Wednesday, June 17, 2026

Review: A Gentleman's Murder

A Gentleman's Murder A Gentleman's Murder by Christopher Huang
My rating: 4 of 5 stars

The library had the sequel to this book on display since it was published in the last month or two, and I was able to order not only the two Eric Peterkin mysteries, but also Huang's other standalone story as well. However, as Huang's first book, this is the one I read first, the debut of Eric Peterkin - a unique kind of amateur detective in the Golden Age of mysteries, late of the British military from the days of the Great War, hailing from a long line of English soldiers while also carrying the legacy of his Chinese mother - and naturally, strongly disliking the open anti-Asian racist sentiments of the time. 

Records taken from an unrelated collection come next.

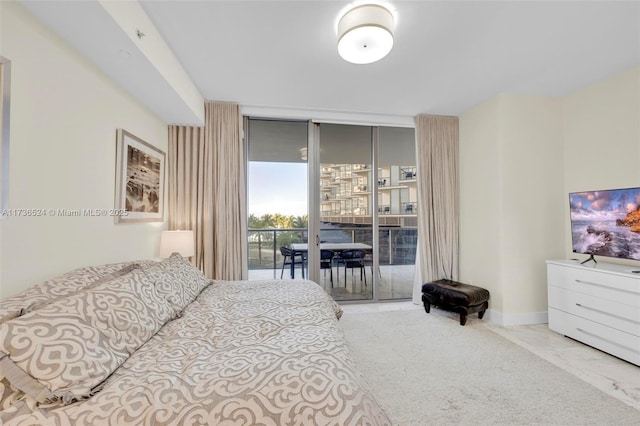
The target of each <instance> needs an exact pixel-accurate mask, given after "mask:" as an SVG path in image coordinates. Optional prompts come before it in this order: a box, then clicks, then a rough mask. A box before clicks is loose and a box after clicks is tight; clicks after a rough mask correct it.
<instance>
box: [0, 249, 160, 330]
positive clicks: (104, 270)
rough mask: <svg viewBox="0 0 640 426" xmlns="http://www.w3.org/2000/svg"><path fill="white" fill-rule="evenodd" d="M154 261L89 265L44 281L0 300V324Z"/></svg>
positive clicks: (148, 263) (142, 266) (116, 276)
mask: <svg viewBox="0 0 640 426" xmlns="http://www.w3.org/2000/svg"><path fill="white" fill-rule="evenodd" d="M153 263H156V262H155V261H152V260H142V261H136V262H120V263H108V264H105V265H97V266H88V267H84V268H78V269H75V270H73V271H70V272H67V273H65V274H63V275H60V276H58V277H55V278H53V279H50V280H47V281H44V282H42V283H40V284H38V285H36V286H35V287H32V288H30V289H28V290H25V291H23V292H22V293H20V294H17V295H15V296H11V297H9V298H6V299H4V300H0V324H2V323H3V322H5V321H9V320H10V319H12V318H16V317H19V316H20V315H24V314H26V313H28V312H31V311H32V310H34V309H38V307H42V306H43V305H45V304H47V303H50V302H52V301H55V300H58V299H59V298H61V297H65V296H68V295H70V294H74V293H77V292H78V291H79V290H82V289H84V288H86V287H87V286H90V285H96V284H99V283H101V282H104V281H107V280H110V279H112V278H116V277H118V276H120V275H124V274H126V273H127V272H129V271H130V270H131V269H132V268H134V267H146V266H149V265H151V264H153Z"/></svg>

Interestingly, in his lengthy author's note at the end, Huang brings up the ten rules of Ronald Knox and gives a much more charitable interpretation of Rule #5 - having first heard about these rules from Benjamin Stevenson's Everyone in My Family Has Killed Someone, where Stevenson refused to even quote that rule due to its use of a term seen today as an unacceptable ethnic slur, I assumed that Knox must have had racist intent in that particular rule. Huang, however, asserts that Knox's rule was specifically written to challenge the prevalent anti-Asian stereotypes of the time, and having read this novel and its sharp critiques of 1920s race relations, I think I understand exactly where he's coming from.